Australian coupon company

Shopa Docket was an Australian coupon company, founded in 1986, based in Brisbane, Queensland, Australia. It was a provider of coupons that appear on the back of receipts in supermarkets and variety stores and outlets including Woolworths, Target, Kmart, Big W, Chemist Warehouse, Harris Farm and IGA.

Shopa Docket helped companies to advertise, promote and market their brand through their coupons. Shopa Docket was part of the Shopa Group. It provided online offers, deals, vouchers, and coupon codes from several local and national brands. It was the sole provider of printed docket advertising in Australia, reportedly by the Brisbane Times.

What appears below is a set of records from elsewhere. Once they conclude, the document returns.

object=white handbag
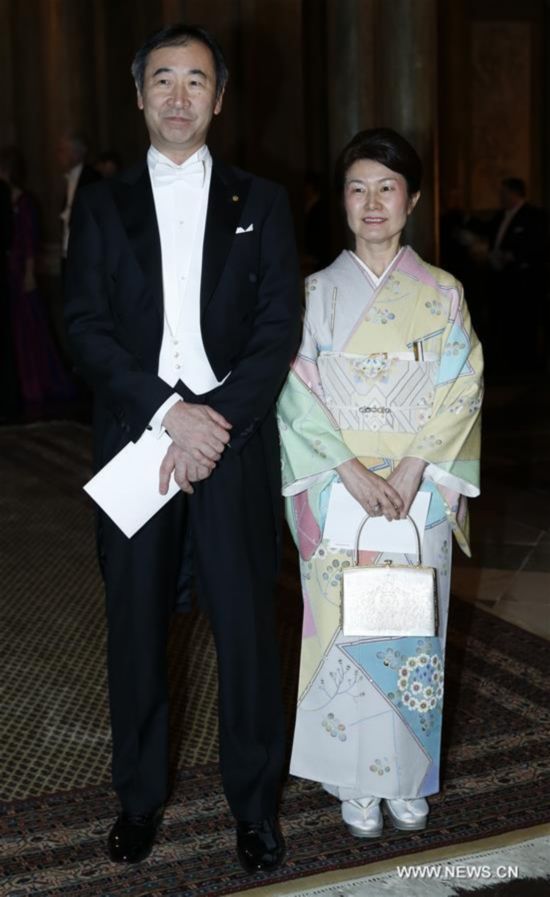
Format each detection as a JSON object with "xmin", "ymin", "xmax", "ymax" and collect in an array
[{"xmin": 341, "ymin": 514, "xmax": 438, "ymax": 638}]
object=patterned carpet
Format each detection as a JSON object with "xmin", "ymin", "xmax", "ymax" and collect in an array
[
  {"xmin": 0, "ymin": 422, "xmax": 302, "ymax": 800},
  {"xmin": 1, "ymin": 422, "xmax": 550, "ymax": 896}
]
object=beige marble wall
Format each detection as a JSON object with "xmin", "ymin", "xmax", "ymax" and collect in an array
[
  {"xmin": 471, "ymin": 21, "xmax": 533, "ymax": 210},
  {"xmin": 439, "ymin": 0, "xmax": 544, "ymax": 213}
]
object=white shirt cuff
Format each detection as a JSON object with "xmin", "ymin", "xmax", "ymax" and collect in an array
[
  {"xmin": 282, "ymin": 470, "xmax": 335, "ymax": 497},
  {"xmin": 149, "ymin": 394, "xmax": 182, "ymax": 438},
  {"xmin": 424, "ymin": 462, "xmax": 480, "ymax": 498}
]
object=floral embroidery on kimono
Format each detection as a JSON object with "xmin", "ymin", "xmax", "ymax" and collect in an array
[{"xmin": 277, "ymin": 247, "xmax": 483, "ymax": 799}]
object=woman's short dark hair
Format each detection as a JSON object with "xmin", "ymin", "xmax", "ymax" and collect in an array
[
  {"xmin": 131, "ymin": 24, "xmax": 229, "ymax": 100},
  {"xmin": 335, "ymin": 128, "xmax": 422, "ymax": 196}
]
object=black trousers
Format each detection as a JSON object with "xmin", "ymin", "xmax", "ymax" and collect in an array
[{"xmin": 98, "ymin": 432, "xmax": 286, "ymax": 820}]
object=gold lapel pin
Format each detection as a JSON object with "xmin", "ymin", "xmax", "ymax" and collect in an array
[{"xmin": 232, "ymin": 194, "xmax": 240, "ymax": 203}]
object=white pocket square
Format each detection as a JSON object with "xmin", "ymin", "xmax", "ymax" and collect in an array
[{"xmin": 236, "ymin": 224, "xmax": 254, "ymax": 234}]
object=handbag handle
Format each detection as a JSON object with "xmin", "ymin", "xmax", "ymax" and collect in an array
[{"xmin": 352, "ymin": 513, "xmax": 423, "ymax": 567}]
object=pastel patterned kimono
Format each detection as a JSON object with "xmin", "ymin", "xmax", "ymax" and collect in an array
[{"xmin": 277, "ymin": 247, "xmax": 482, "ymax": 801}]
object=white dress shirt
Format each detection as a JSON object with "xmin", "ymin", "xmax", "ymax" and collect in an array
[
  {"xmin": 494, "ymin": 201, "xmax": 524, "ymax": 250},
  {"xmin": 60, "ymin": 162, "xmax": 83, "ymax": 257},
  {"xmin": 147, "ymin": 144, "xmax": 228, "ymax": 434}
]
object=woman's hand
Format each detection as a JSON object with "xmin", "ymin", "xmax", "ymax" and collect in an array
[
  {"xmin": 337, "ymin": 458, "xmax": 403, "ymax": 520},
  {"xmin": 387, "ymin": 456, "xmax": 427, "ymax": 518}
]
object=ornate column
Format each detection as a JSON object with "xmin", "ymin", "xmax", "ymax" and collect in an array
[
  {"xmin": 319, "ymin": 0, "xmax": 438, "ymax": 260},
  {"xmin": 438, "ymin": 0, "xmax": 470, "ymax": 214},
  {"xmin": 324, "ymin": 0, "xmax": 377, "ymax": 173},
  {"xmin": 376, "ymin": 0, "xmax": 438, "ymax": 260}
]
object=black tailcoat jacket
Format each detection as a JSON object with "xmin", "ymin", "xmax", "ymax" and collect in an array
[
  {"xmin": 64, "ymin": 157, "xmax": 301, "ymax": 817},
  {"xmin": 65, "ymin": 157, "xmax": 301, "ymax": 529}
]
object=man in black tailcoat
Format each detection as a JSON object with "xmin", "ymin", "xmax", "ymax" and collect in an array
[{"xmin": 64, "ymin": 24, "xmax": 300, "ymax": 872}]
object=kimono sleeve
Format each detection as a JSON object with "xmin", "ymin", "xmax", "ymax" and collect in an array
[
  {"xmin": 407, "ymin": 282, "xmax": 483, "ymax": 499},
  {"xmin": 277, "ymin": 307, "xmax": 354, "ymax": 497},
  {"xmin": 277, "ymin": 305, "xmax": 354, "ymax": 560}
]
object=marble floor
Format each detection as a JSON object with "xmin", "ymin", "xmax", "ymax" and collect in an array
[{"xmin": 452, "ymin": 377, "xmax": 550, "ymax": 640}]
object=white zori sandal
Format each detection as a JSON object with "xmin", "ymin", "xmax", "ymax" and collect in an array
[
  {"xmin": 341, "ymin": 797, "xmax": 383, "ymax": 838},
  {"xmin": 384, "ymin": 797, "xmax": 429, "ymax": 831}
]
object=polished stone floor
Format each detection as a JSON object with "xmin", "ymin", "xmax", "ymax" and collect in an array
[{"xmin": 452, "ymin": 377, "xmax": 550, "ymax": 641}]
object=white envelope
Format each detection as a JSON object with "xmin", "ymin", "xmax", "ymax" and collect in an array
[
  {"xmin": 323, "ymin": 483, "xmax": 431, "ymax": 555},
  {"xmin": 84, "ymin": 430, "xmax": 179, "ymax": 538}
]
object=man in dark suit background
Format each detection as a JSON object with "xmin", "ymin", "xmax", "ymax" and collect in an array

In September 2023, Shop A Docket, entered administration.

== History ==
Shopa Docket was established in 1986 by Simon McCord, with a single retailer called Pick N Pay Hypermarket in Brisbane, Queensland offering free cash register rolls in exchange for advertising space on the back of receipts.

In 1989, Franklins, Bi-Lo and many other independent and regional supermarkets came on board.

In April 1992, The New South Wales Police tied up with Shopa Docket to spread the anti-criminal message as part of the Crimestoppers Program throughout New South Wales, Queensland and Victoria.

In 2001, Shopa Docket rolled out full-colour dockets across Australia for the first time. In 2013, the Metropolitan Fire Brigade (Melbourne) teamed up with Shopa Docket to spread awareness about fire safety among the Vietnamese people.

In 2019 Shopa Docket launched Shopa Save, a prepaid deals and in-store and online cashback rewards program. In 2020, Shopa Digital was launched, offering clients social media, search engine optimisation and pay-per-click advertising services. All three brands became part of the Shopa Group.

At the peak, Shopa Docket had over 720,000 active registered user members and over 100,000 participating businesses. Shopa Docket distributed more than 1 billion ads a year in Australia.

As of September 2023, A.C.N. 145 906 403 Pty Ltd, formerly known as Shop A Docket Pty Limited, entered into liquidation. This occurred amid financial challenges, including a slowdown in consumer spending and increased operational costs.

== Others ==
In February 2003, The company partnered with Clean Up Australia and supported the Clean Up Australia Day initiative by printing and distributing more than 60 million coupons on the back of shopping receipts. Shopa Docket where been supporting Clean Up Australia for more than twenty years.

In 2012, Shopa Docket partnered with Hannah's Chance Foundation to hold the first Shopa Docket NSW Sarcoma Surf Tag Team event, raising over $7,000 for the foundation.

Shopa Docket has sponsored Hawthorn Football Club, Sydney Kings, Parramatta Eels and Manly Warringah Sea Eagles.